Ancaman hengkang oleh para pengamat dipandang sebagai seruan kekecewaan atas isu yang sudah lama menyelimuti masa depan tambang Grasberg. Rio Tinto tidak hanya terganggu atas ketidakpastian regulasi dari pemerintah tetapi juga atas kinerja Freeport Indonesia terkait dengan lemahnya catatan keamanan dan pembuangan limbah ke sungai, hal yang bertentangan dengan kebijakan Rio Tinto.
Dalam rapat dengan para pemegang saham Rio Tinto di London pada hari Rabu (12/04), Jacques kembali mengangkat isu tambang Grasberg dan membicarakan masa depan investasi mereka di sana.
"Tidak ada keraguan bahwa Grasberg adalah sumber daya kelas dunia. Namun, ada perbedaan antara sumber daya kelas dunia dan bisnis kelas dunia," Jacques.
"Rio Tinto harus sampai pada suatu kesimpulan tentang apakah kami ingin tinggal atau tidak ... kami akan menginformasikan pasar seiring dengan perkembangan situasi," kata dia.
Rio Tinto memiliki joint-venture dengan Freeport-McMoRan atas pertambangan tembaga dan emas Grasberg, dengan hak 40 persen dari produksi di atas tingkat tertentu sampai 2021 dan 40 persen dari semua produksi setelah 2021.
Ekspor konsentrat tembaga Freeport telah berhenti pada Januari, ketika Indonesia memperkenalkan aturan baru tentang smelter, aturan izin dan divestasi 51 persen saham.
Namun pekan lalu pemerintah telah mengizinkan kembali Freeport melakukan ekspor untuk enam bulan ke depan.
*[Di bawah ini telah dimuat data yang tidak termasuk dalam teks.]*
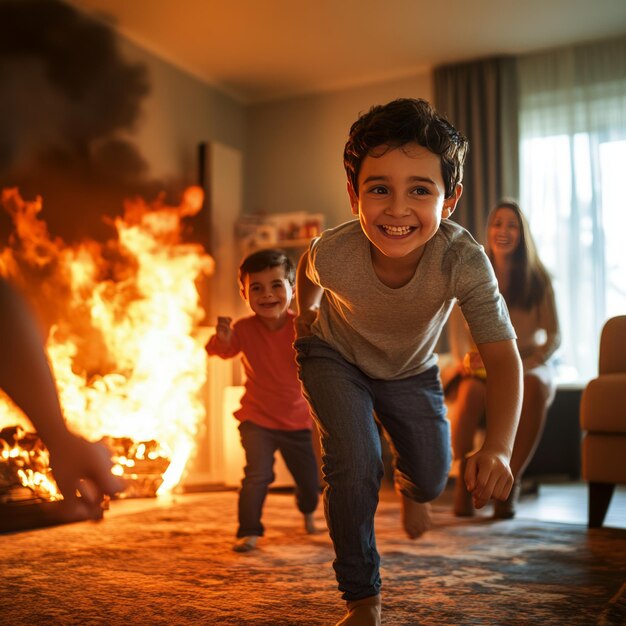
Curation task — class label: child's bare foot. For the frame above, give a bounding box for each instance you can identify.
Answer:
[335,595,380,626]
[233,535,258,552]
[401,496,432,539]
[304,513,317,535]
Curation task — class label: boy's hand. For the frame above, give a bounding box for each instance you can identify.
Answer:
[462,449,513,509]
[293,308,319,339]
[215,317,233,343]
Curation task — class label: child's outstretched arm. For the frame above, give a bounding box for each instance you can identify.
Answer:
[465,339,523,508]
[294,250,324,337]
[205,317,239,359]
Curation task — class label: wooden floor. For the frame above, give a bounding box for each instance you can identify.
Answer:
[422,480,626,529]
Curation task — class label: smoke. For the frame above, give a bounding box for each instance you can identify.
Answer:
[0,0,157,243]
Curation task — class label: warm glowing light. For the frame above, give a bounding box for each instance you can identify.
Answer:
[0,187,213,492]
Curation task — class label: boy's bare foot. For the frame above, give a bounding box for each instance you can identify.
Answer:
[400,496,432,539]
[335,594,381,626]
[304,513,317,535]
[233,535,258,552]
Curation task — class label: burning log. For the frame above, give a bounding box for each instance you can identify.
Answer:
[0,426,62,504]
[101,437,170,498]
[0,426,108,533]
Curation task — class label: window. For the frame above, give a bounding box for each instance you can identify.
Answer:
[519,40,626,382]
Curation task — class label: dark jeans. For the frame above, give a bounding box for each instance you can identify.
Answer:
[237,422,320,537]
[295,337,452,601]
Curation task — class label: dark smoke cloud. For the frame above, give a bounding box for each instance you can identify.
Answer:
[0,0,158,243]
Menurut informasi, Freeport telah kehilangan pendapatan sekitar US$ 1 miliar sejak ekspor konsentrat tembaga mereka dihentikan. Demikian juga pemerintah telah kehilangan jutaan dolar dalam bentuk royalti dan mengkhawatirkan PHK dan perlambatan ekonomi di wilayah Papua.
Editor : Eben E. Siadari
Dampak Childfree Pada Wanita
JAKARTA, SATUHARAPAN.COM - Praktisi Kesehatan Masyarakat dr. Ngabila Salama membeberkan sejumlah dam...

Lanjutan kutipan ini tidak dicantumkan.